L’oie du Périgord a enfin son IGP, un espoir pour la filière

L’oie du Périgord obtient son IGP : un espoir pour la filière

La reconnaissance de l’Indication Géographique Protégée (IGP) pour l’oie du Périgord marque une avancée significative pour les acteurs de cette filière, qui œuvrent depuis de nombreuses années pour sa valorisation. Alexandre Léon, animateur au sein de l’association Foie gras du Périgord, rappelle que, historiquement, l’oie était le principal palmipède élevé, non pas pour ses foies, mais pour sa graisse, utilisée comme conservateur pour la viande.

Trente ans de lutte

Au fil des décennies, l’oie a été progressivement remplacée par le canard, jugé plus facile et rapide à gaver. « La bascule s’est opérée dans les années 1980, lorsque la production de canards a dépassé celle des oies », souligne Alexandre Léon. Actuellement, on compte environ 28 millions de canards en France contre moins de 200 000 oies, ce qui témoigne d’une filière fragile.

« En cas d’épidémie de grippe aviaire, la situation est catastrophique pour les éleveurs d’oies », admet Léon, précisant que les impacts sur la production globale sont moindres pour les canards.

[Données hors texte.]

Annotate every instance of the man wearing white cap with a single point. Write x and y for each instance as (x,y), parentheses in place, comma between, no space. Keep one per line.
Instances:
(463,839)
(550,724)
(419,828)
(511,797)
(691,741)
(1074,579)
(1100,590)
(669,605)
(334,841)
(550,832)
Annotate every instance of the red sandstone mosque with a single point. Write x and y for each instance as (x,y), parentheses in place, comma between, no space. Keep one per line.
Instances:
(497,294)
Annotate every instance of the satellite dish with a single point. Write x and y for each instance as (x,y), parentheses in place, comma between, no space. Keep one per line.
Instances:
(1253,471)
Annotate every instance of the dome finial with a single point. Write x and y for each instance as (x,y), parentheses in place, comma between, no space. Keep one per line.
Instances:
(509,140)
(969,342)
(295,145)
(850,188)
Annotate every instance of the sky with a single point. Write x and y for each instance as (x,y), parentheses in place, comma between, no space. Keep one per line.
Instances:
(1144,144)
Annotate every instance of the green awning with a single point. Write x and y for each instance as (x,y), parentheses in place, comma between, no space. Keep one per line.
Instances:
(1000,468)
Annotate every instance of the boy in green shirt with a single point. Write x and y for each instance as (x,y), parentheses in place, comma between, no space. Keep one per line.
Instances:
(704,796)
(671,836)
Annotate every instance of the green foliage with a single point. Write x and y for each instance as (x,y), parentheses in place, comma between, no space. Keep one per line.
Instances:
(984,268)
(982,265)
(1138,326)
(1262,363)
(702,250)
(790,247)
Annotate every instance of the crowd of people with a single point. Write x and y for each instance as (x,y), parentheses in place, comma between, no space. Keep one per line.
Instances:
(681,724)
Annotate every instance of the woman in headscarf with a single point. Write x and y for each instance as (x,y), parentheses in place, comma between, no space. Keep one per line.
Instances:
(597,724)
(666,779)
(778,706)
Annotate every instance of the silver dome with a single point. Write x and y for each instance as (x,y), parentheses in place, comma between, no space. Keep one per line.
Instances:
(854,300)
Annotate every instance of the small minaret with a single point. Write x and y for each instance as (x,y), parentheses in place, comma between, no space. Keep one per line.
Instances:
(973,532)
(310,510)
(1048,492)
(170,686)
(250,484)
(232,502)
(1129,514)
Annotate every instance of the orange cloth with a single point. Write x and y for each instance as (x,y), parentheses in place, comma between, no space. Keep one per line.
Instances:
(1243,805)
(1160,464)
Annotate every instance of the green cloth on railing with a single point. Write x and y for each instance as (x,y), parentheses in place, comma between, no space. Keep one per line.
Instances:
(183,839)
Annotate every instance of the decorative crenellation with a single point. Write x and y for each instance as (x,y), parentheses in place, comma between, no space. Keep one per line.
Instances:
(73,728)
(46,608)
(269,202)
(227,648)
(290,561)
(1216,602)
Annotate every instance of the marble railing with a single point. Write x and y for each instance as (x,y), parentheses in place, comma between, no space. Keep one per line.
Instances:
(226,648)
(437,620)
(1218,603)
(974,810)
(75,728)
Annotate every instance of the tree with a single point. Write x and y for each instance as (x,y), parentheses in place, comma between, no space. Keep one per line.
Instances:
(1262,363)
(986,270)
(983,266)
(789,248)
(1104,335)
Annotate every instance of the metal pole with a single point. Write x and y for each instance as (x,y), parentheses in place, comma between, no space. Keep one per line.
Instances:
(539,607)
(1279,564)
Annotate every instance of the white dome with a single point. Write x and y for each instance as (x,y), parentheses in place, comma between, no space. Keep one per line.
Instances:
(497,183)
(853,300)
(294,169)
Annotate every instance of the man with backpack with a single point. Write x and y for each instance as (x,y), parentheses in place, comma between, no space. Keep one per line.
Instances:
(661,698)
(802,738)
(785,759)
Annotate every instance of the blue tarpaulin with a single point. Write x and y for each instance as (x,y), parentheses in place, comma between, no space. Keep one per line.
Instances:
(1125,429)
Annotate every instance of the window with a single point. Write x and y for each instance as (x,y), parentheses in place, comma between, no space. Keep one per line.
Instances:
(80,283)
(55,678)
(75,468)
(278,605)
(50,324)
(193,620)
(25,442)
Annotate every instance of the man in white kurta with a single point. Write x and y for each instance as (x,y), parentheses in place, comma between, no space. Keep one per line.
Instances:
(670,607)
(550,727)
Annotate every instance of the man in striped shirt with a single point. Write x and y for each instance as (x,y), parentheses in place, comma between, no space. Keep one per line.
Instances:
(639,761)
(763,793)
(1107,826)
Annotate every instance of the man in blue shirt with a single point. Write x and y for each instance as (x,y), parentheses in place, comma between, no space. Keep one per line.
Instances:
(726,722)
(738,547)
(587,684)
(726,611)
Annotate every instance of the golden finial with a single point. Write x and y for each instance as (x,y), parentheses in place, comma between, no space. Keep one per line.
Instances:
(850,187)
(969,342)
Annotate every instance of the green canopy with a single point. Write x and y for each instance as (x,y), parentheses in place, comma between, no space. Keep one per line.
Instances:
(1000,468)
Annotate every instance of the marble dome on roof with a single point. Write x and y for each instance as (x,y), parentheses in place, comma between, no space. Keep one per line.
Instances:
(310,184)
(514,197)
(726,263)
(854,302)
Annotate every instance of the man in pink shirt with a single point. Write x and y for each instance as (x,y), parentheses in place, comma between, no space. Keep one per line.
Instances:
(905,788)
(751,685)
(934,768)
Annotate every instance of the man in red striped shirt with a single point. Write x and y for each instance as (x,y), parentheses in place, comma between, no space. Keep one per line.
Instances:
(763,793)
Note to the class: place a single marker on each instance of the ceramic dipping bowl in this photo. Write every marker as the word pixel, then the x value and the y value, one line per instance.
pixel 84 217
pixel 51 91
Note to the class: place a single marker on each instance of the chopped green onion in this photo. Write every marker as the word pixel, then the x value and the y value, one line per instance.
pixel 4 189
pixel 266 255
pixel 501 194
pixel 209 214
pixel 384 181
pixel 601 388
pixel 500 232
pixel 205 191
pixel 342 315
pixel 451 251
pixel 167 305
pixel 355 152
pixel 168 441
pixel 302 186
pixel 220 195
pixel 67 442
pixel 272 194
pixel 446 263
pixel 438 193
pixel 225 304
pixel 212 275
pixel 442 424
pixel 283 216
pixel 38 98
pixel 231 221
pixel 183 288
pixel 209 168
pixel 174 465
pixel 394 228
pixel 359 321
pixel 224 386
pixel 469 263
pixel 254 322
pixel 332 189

L’IGP vise à valoriser l’oie, garantir la qualité des produits pour les consommateurs et susciter des vocations parmi les éleveurs.

« Cette production fait partie de notre patrimoine et de nombreux producteurs ont fait le choix de la maintenir », déclare Léon.

Un partenariat avec l’Office de tourisme de Sarlat

Pour renforcer la communication autour des produits à base d’oies, un partenariat a été signé le 3 juillet entre l’association Foie gras du Périgord et l’office de tourisme de Sarlat. Ce partenariat, qui s’étendra sur deux ans, mobilisera un budget de 12 000 euros, partagé entre les deux entités. Avec plus de 50 000 abonnés sur les réseaux sociaux, l’office de tourisme représente une plateforme de promotion importante pour les producteurs d’oies.

Basile Fanier, maire de Sarlat et président de l’office de tourisme, souligne que cette IGP est une reconnaissance européenne qui consacre des savoir-faire traditionnels.

Conclusion

La reconnaissance de l’IGP pour l’oie du Périgord constitue une étape cruciale pour la revitalisation de cette filière, tout en soulignant l’importance de la communication et du soutien aux producteurs locaux.